The first cases of AIDS were reported in Canada in February 1982. Since then, the HIV/AIDS epidemic has had a substantial impact on the health and economy of many countries globally. The number of global AIDS cases and AIDS-related deaths increased rapidly in the 1980s. In 1997, new cases of AIDS worldwide peaked at 3.02 milllion, while AIDS-related deaths worldwide peaked in 2004 at 1.60 million, then began to decline in 2010. Thanks to increased access to antiretroviral therapy (ART), the prognosis of HIV has improved, allowing people to live with HIV rather than die from HIV/AIDS, and transmission has been declining since 1997.
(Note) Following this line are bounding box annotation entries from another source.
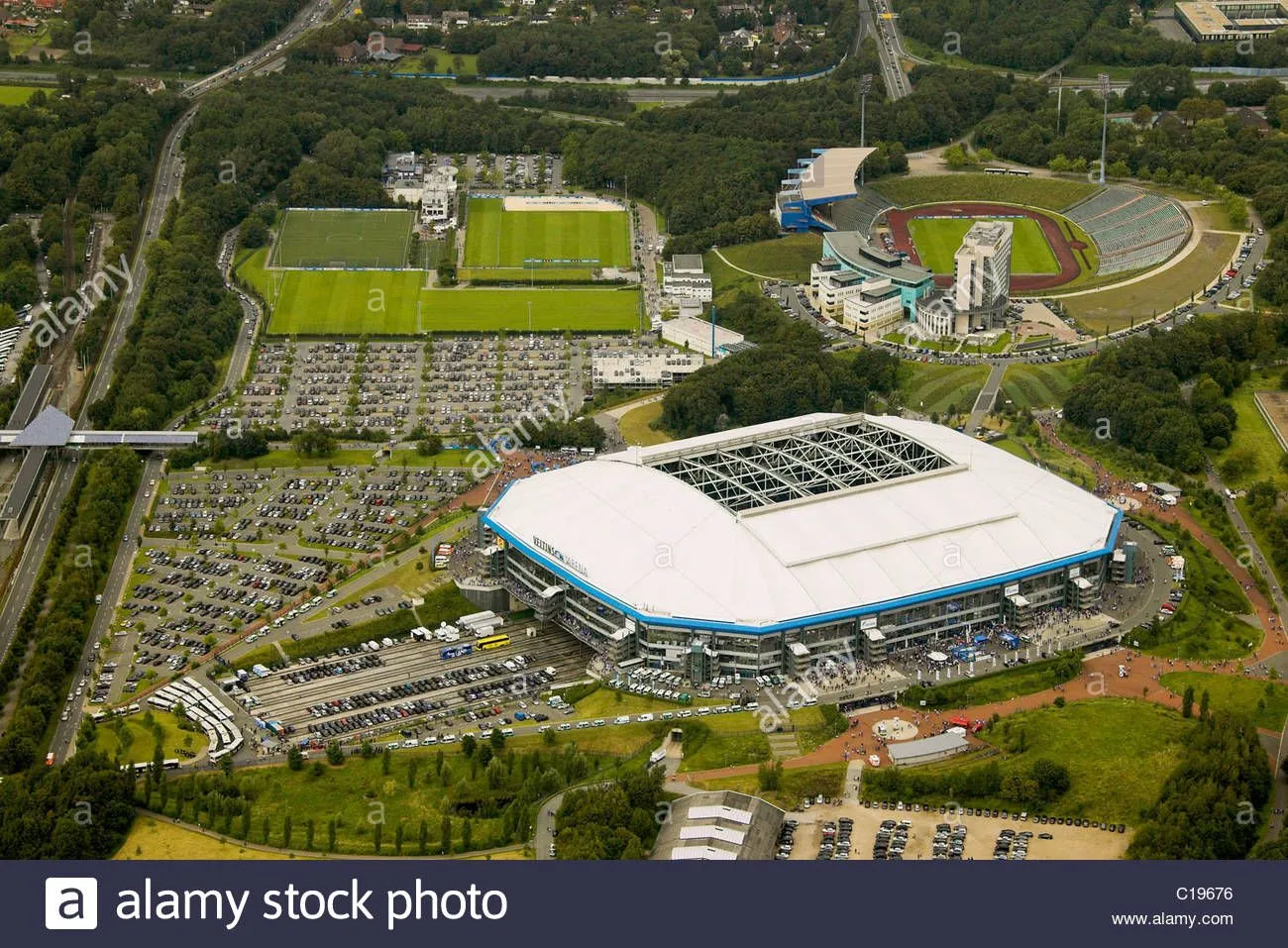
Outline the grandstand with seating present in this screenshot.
[1065,184,1190,274]
[774,149,876,232]
[815,188,896,237]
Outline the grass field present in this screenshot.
[693,764,845,810]
[899,362,988,415]
[1052,233,1239,332]
[875,698,1194,823]
[112,815,297,859]
[273,207,415,266]
[1002,360,1091,411]
[77,711,210,764]
[712,233,823,283]
[237,250,639,336]
[909,218,1060,273]
[617,402,674,447]
[873,171,1100,211]
[1159,671,1288,730]
[465,197,631,270]
[0,85,51,106]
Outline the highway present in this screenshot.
[0,0,345,760]
[859,0,912,100]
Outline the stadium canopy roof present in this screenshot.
[485,413,1120,631]
[800,149,876,203]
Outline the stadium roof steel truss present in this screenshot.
[651,420,953,513]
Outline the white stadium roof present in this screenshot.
[800,149,876,201]
[486,413,1117,631]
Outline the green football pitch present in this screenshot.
[247,259,640,336]
[465,197,631,271]
[271,207,415,266]
[909,218,1060,273]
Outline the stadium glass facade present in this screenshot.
[486,525,1111,681]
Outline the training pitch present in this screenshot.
[465,197,631,270]
[909,218,1060,274]
[270,207,415,267]
[251,267,639,336]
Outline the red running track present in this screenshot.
[886,201,1082,292]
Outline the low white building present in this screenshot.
[815,269,865,322]
[841,279,905,343]
[590,349,705,389]
[662,316,743,358]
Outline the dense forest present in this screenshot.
[0,751,134,859]
[90,68,566,429]
[1064,313,1288,473]
[975,65,1288,299]
[0,447,143,774]
[661,295,899,438]
[564,48,1012,245]
[51,0,308,72]
[1127,713,1272,859]
[555,768,664,859]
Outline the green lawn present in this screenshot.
[465,197,631,269]
[1051,233,1239,332]
[237,250,639,336]
[151,729,641,855]
[872,171,1100,211]
[420,48,480,76]
[899,362,988,415]
[1159,671,1288,730]
[1124,513,1262,660]
[693,764,845,810]
[1002,360,1091,411]
[0,85,46,106]
[899,658,1087,708]
[909,218,1060,273]
[1212,372,1284,489]
[712,233,823,283]
[76,711,210,764]
[273,207,416,266]
[864,698,1193,823]
[617,402,673,446]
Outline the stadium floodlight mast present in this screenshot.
[859,72,872,188]
[1096,72,1109,184]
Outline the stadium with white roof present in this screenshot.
[483,413,1121,682]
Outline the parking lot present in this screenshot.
[787,801,1132,862]
[226,334,628,439]
[94,467,465,702]
[231,626,591,745]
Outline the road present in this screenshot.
[0,0,345,760]
[858,0,912,100]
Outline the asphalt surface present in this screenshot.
[0,0,348,760]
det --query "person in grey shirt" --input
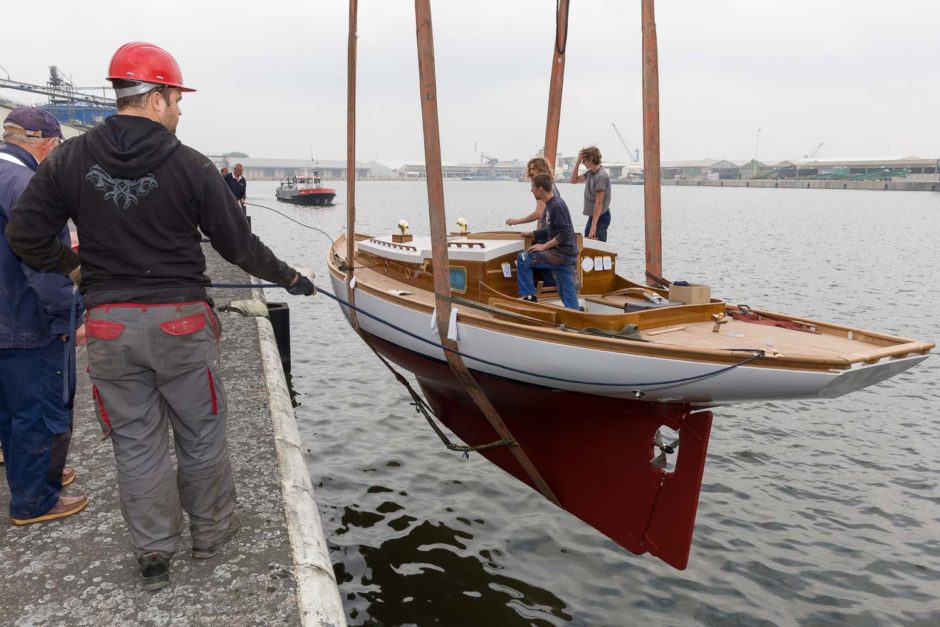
[571,146,610,242]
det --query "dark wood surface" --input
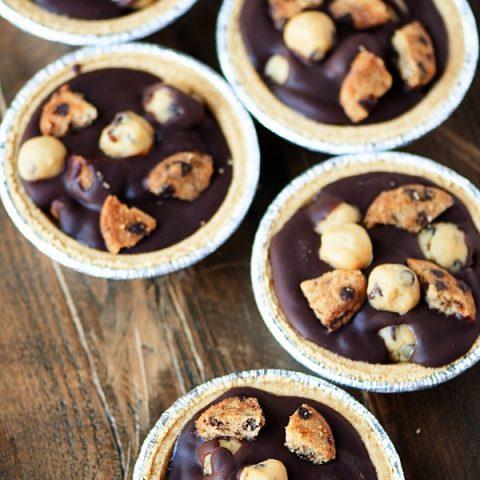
[0,0,480,480]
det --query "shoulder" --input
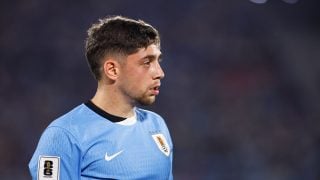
[136,108,164,121]
[136,108,167,129]
[45,104,92,141]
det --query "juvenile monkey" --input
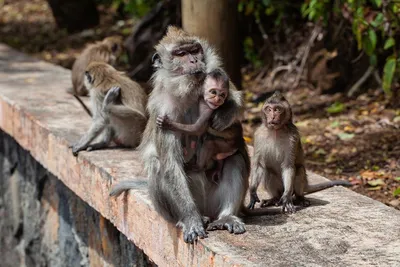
[72,62,147,156]
[248,91,351,213]
[68,36,123,96]
[157,69,241,181]
[110,26,278,243]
Despite these achievements, stigma and discrimination towards people living with HIV and AIDS (sometimes referred to as “PLWHA”) is still a global pandemic. HIV stigma is rooted in a fear of HIV. This was brought about in the early 1980s by a lack of effective treatment, which led to little or no hope for those diagnosed with HIV. At the time, people diagnosed with HIV faced debilitating illness, social isolation, and sadly, in most cases, death within a short period.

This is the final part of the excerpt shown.